E = erythema; O = oedema; 1, 2, 3, 4 = scoring system laid down in OECD Guideline 404 (Table 2) d = desquamation; es = eschar; s = scratches; s#: punctiform scratches, nf = no findings

* orange discoloration at the application site, caused by the test item

** small wound
Interpretation of results:
not classified
Remarks:
Migrated information Criteria used for interpretation of results: EU
Conclusions:
Under the conditions of the present study, single dermal application of phenothiazine to rats at a dose of 2000mg/kg body weight was associated with no signs of toxicity or mortality, but with signs of irritation. The dermal LD50 was determined to be greater than 2000mg/kg body weight. Phenothiazine does not require classification for acute percutaneous toxicity according to the provisions laid down in Regulation (EC) No 1272/2008.
Executive summary:

- Phenothiazine was tested for acute dermal Toxicity according to OECD guideline 402 and according to Regulation (EC) No 440/2008, Method B.3.

- Study was conducted as limit test (2000mg/kg body weight)

- 5 male and 5 female Wistar rats (Crl: WI(HAN)) were used in this study

- Corn oil was used as vehicle

- Rats were dermal exposed to phenothiazine for 24hrs

- Signs of toxicity related to dose level used, time of onset and duration were not observed (no treatment-related effects)

- No effects on organs (related to dose level) were observed

- LD50 is greater than 2000mg/kg body weight

- Signs of irritation were found in some animals. Not all signs were reversible within the observation period.

- Phenothiazine does not require classification for acute percutaneous toxicity according to the provisions laid down in Regulation (EC) No 1272/2008.

Endpoint conclusion
Endpoint conclusion:
adverse effect observed
Dose descriptor:
LD50
Value:
2 000 mg/kg bw

Additional information

Two acute toxicity studies via oral route of exposure were considered for the present registration dossier (see IUCLID 5). One of these studies was conducted according to GLP and to previous OECD guidelines, while the other study was conducted as a standard acute method, but before implementation of GLP and development of OECD guidelines. While the OECD study resulted in a LD50 of more than 2000 mg/kg body weight, the pre-OECD study resulted in a LD50 of 1370 mg/kg body weight. In the OECD study there is no information on the purity of the test item provided, while a 99.8 % quality was tested as part of the pre-OECD study, which is similar to the > 99.5 % quality being registered as part of this dossier. Since there is no reason to doubt the results and the relevance of the pre-OECD study it was decided to use this study as the key study for this endpoint, hence accepting the resulting classification.

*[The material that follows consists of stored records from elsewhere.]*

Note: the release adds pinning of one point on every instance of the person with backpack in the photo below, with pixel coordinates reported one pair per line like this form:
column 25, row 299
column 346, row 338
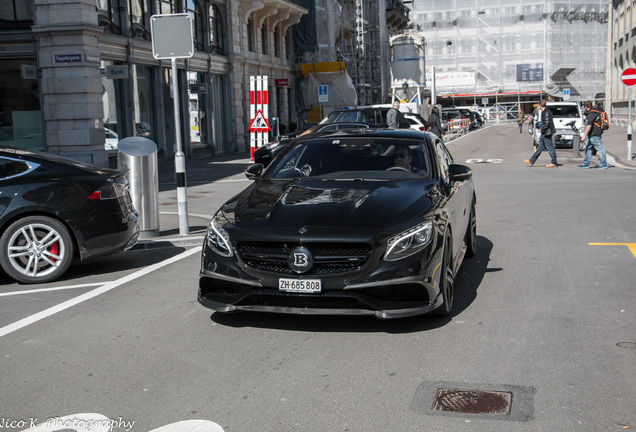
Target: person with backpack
column 545, row 141
column 434, row 123
column 594, row 123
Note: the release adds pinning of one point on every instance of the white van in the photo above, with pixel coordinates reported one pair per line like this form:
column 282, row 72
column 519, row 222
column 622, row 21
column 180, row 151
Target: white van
column 563, row 113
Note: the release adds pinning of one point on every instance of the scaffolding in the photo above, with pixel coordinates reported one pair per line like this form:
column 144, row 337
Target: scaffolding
column 512, row 48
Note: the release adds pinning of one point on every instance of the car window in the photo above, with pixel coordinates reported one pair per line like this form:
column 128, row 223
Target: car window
column 12, row 167
column 570, row 111
column 354, row 157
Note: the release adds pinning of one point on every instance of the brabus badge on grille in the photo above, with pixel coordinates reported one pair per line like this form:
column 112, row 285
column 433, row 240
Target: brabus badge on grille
column 300, row 259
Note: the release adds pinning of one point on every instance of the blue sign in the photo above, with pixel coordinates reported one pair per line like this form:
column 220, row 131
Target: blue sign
column 323, row 93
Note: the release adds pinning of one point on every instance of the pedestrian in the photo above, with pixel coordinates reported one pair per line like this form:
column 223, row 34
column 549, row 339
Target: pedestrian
column 592, row 136
column 521, row 118
column 392, row 115
column 434, row 123
column 545, row 141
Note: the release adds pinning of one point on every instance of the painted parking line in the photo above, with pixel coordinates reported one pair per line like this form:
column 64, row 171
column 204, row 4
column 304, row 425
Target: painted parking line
column 93, row 293
column 39, row 290
column 630, row 246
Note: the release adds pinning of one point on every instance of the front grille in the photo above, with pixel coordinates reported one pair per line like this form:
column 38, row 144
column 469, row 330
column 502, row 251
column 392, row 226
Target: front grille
column 303, row 302
column 329, row 258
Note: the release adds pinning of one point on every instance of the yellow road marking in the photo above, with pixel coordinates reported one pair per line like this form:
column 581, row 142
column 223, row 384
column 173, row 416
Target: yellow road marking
column 630, row 246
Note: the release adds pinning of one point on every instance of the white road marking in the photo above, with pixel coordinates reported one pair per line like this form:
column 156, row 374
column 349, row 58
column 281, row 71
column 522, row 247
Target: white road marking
column 10, row 293
column 91, row 294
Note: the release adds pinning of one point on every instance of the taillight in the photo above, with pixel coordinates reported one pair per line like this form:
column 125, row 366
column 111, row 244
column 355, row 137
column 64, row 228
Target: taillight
column 115, row 190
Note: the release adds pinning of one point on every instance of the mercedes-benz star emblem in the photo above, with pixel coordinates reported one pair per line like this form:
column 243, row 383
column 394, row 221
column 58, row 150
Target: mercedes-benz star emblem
column 300, row 259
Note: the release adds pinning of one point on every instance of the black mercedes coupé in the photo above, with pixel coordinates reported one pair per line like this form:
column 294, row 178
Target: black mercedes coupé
column 358, row 222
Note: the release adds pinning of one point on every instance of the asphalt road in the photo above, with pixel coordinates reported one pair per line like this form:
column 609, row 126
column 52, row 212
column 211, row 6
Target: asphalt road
column 543, row 316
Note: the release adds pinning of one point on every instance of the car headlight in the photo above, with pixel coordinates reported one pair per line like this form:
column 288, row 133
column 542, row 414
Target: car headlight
column 219, row 239
column 409, row 242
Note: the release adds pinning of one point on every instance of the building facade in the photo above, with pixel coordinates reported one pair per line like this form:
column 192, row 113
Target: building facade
column 80, row 74
column 511, row 52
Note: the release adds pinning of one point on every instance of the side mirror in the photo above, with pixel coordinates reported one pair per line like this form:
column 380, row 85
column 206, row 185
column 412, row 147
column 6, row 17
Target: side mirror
column 459, row 172
column 254, row 171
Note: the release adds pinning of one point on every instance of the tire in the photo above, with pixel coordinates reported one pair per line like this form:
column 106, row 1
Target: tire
column 447, row 282
column 26, row 260
column 471, row 233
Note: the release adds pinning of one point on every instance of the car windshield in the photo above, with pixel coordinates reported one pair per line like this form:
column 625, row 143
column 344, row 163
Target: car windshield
column 564, row 111
column 348, row 157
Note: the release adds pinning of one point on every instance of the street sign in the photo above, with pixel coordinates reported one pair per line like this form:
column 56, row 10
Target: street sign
column 566, row 94
column 259, row 123
column 629, row 77
column 323, row 93
column 172, row 36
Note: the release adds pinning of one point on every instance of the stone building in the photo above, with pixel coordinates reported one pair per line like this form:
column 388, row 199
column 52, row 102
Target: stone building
column 79, row 75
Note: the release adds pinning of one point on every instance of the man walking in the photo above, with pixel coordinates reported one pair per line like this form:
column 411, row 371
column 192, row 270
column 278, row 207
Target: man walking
column 545, row 141
column 594, row 131
column 392, row 115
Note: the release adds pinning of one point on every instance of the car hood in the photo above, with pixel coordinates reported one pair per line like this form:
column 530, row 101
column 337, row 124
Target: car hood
column 289, row 205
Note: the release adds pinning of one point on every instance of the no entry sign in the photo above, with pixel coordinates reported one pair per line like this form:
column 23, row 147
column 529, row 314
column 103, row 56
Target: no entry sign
column 629, row 77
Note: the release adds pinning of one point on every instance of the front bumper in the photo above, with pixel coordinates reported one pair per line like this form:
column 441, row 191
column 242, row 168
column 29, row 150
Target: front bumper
column 382, row 289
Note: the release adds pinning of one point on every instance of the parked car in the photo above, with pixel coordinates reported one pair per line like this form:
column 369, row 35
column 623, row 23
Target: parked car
column 417, row 121
column 333, row 226
column 373, row 116
column 562, row 113
column 265, row 154
column 454, row 122
column 55, row 210
column 112, row 139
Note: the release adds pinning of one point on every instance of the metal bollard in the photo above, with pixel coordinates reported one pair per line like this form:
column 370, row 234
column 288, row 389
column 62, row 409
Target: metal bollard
column 139, row 156
column 576, row 145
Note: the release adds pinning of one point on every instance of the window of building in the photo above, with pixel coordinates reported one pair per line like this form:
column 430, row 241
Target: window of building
column 217, row 32
column 196, row 102
column 16, row 14
column 250, row 35
column 139, row 18
column 277, row 41
column 265, row 38
column 108, row 17
column 143, row 102
column 193, row 8
column 112, row 103
column 20, row 114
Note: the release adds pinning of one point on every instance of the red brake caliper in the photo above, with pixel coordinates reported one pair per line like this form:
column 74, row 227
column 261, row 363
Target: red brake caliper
column 55, row 249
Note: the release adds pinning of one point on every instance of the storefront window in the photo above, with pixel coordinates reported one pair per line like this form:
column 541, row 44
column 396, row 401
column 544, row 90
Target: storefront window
column 217, row 40
column 139, row 15
column 108, row 16
column 111, row 100
column 20, row 114
column 16, row 14
column 167, row 6
column 196, row 100
column 144, row 118
column 192, row 7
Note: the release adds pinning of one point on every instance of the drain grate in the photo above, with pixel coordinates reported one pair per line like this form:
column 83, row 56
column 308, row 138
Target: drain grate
column 472, row 401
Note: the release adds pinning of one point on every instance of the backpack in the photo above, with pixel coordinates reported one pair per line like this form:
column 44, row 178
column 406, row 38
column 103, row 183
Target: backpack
column 601, row 120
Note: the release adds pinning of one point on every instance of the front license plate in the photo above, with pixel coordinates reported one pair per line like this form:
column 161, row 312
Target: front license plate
column 300, row 285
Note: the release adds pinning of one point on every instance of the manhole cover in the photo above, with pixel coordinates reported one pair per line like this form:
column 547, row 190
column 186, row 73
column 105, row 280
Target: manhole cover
column 472, row 401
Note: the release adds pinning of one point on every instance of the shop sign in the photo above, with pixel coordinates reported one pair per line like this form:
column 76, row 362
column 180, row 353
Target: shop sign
column 68, row 58
column 117, row 72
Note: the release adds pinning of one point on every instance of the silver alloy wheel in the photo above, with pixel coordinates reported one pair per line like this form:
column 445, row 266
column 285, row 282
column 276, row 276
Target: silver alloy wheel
column 36, row 249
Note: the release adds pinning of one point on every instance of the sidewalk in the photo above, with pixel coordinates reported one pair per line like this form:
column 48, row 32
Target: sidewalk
column 615, row 143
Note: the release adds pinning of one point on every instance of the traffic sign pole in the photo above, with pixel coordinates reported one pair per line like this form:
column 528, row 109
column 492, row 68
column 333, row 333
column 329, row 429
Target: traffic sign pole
column 629, row 79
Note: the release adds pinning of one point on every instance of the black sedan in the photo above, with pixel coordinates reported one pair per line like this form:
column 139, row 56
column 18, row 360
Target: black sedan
column 372, row 222
column 55, row 210
column 265, row 154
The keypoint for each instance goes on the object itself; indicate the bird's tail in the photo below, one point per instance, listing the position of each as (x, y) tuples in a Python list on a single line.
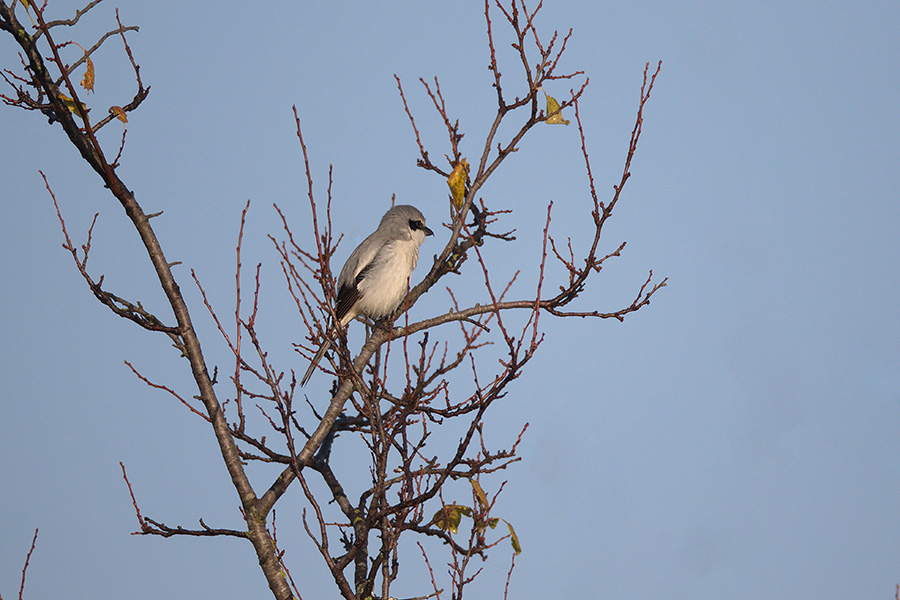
[(315, 361)]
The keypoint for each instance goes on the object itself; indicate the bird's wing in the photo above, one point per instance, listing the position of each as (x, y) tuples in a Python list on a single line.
[(354, 270)]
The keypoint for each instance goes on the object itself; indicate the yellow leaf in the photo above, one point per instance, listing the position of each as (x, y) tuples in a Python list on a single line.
[(88, 81), (457, 182), (449, 516), (479, 493), (120, 114), (517, 547), (70, 104), (554, 113)]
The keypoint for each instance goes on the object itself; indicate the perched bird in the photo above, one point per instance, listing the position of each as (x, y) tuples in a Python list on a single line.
[(376, 276)]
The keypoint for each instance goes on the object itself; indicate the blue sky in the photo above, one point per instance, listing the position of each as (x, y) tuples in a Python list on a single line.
[(738, 438)]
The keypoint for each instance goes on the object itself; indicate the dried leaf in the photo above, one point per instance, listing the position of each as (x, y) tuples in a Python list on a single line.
[(88, 81), (457, 182), (449, 516), (554, 113), (514, 539), (120, 114)]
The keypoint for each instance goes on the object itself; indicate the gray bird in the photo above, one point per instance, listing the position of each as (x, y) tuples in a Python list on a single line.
[(376, 276)]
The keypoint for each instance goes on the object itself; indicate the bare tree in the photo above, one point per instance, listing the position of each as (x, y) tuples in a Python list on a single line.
[(399, 407)]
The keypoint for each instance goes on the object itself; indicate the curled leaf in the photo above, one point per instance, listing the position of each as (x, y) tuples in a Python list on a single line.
[(119, 112), (449, 516), (514, 539), (457, 182), (88, 81), (554, 112)]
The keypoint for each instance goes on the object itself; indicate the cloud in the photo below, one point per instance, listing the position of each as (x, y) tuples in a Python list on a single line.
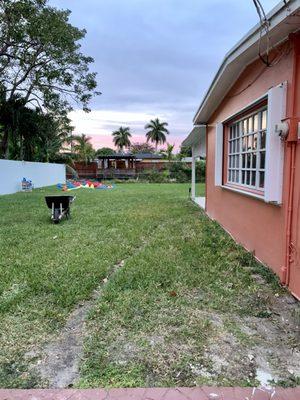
[(154, 57)]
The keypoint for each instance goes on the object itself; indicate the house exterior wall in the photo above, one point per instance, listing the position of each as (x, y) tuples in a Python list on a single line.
[(41, 174), (258, 226)]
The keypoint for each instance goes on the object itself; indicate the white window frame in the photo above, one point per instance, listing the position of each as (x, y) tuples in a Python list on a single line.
[(239, 152), (274, 149)]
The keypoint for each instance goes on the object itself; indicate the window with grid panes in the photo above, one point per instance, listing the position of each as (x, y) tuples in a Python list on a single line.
[(247, 151)]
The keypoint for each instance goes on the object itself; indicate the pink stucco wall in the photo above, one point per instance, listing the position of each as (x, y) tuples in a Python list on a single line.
[(258, 226)]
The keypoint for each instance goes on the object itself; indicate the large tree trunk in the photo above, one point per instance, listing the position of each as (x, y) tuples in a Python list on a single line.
[(4, 143)]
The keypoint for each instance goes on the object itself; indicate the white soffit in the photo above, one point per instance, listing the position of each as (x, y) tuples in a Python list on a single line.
[(243, 53), (196, 136)]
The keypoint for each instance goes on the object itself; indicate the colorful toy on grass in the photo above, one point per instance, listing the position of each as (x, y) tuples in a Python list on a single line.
[(73, 185)]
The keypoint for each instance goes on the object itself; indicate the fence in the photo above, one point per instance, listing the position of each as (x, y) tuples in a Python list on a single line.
[(41, 174)]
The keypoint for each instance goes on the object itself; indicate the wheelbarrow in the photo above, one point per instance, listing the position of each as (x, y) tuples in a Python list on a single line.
[(59, 206)]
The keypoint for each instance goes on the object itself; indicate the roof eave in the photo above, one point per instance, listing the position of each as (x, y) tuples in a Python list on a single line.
[(244, 48)]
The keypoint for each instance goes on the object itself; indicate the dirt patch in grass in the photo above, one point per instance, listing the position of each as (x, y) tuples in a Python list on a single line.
[(190, 310), (188, 307)]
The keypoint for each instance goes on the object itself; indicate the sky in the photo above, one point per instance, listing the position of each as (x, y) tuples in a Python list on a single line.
[(154, 58)]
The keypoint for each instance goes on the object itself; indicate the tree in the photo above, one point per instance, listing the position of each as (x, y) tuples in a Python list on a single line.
[(121, 138), (83, 148), (168, 153), (156, 132), (141, 148), (40, 59), (33, 135), (105, 151)]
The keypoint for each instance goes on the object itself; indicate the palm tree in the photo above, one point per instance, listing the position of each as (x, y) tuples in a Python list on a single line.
[(169, 151), (83, 148), (121, 138), (156, 132)]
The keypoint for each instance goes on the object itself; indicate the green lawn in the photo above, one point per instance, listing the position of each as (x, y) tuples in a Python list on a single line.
[(184, 288)]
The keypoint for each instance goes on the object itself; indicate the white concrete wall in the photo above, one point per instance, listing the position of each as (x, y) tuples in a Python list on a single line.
[(41, 174)]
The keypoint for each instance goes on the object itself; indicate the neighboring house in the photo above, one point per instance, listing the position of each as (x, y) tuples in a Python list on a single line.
[(250, 118)]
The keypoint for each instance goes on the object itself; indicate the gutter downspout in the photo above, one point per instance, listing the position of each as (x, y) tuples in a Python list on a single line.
[(292, 138)]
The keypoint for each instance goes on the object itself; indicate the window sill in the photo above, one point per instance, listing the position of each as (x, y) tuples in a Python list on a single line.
[(244, 192)]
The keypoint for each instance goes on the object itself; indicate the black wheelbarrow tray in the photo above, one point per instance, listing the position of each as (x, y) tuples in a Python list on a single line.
[(59, 206)]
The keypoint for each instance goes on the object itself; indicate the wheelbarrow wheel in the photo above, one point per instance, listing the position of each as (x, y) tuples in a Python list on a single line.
[(56, 216)]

Regarding dermal toxicity one newly conducted limit test according to OECD 402 and GLP was available. In this study no signs of systemic toxicity were observed. However, skin irritation was observed during this study. Compared to the negative outcome of the studies on skin irritation this may be due to the choice of the vehicle. As part of this study DMSO was used, which dissolves phenothiazine, while water is used as vehicle for skin irritation studies. Under the latter conditions, phenothiazine is not dissolved. Use of DMSO in this study makes sense, since systemic toxicity after dermal application should be investigated and not primary irritant effects.

To fulfil registration requirements according to REACH, Annexes VII - X, two acute studies assessing two routes of exposure are needed. Based on physico-chemical properties of phenothiazine and the particle size of the primary product, inhalation is a less likely route of exposure for phenothiazine prills.

Justification for classification or non-classification

According to the present acute toxicity studies via oral route of exposure, classification as R22: harmful if swallowed (according to 67/548/EEC) or H302: Harmful if swallowed (according to 1272/2008/EC) is appropriate.

Based on the acute toxicity study via dermal route of exposure no classification is necessary either according to 67/548/EEC or 1272/2008/EC.

No classification is proposed for acute toxicity via inhalation, because physico-chemical data including particle size makes inhalation a less likely route of exposure.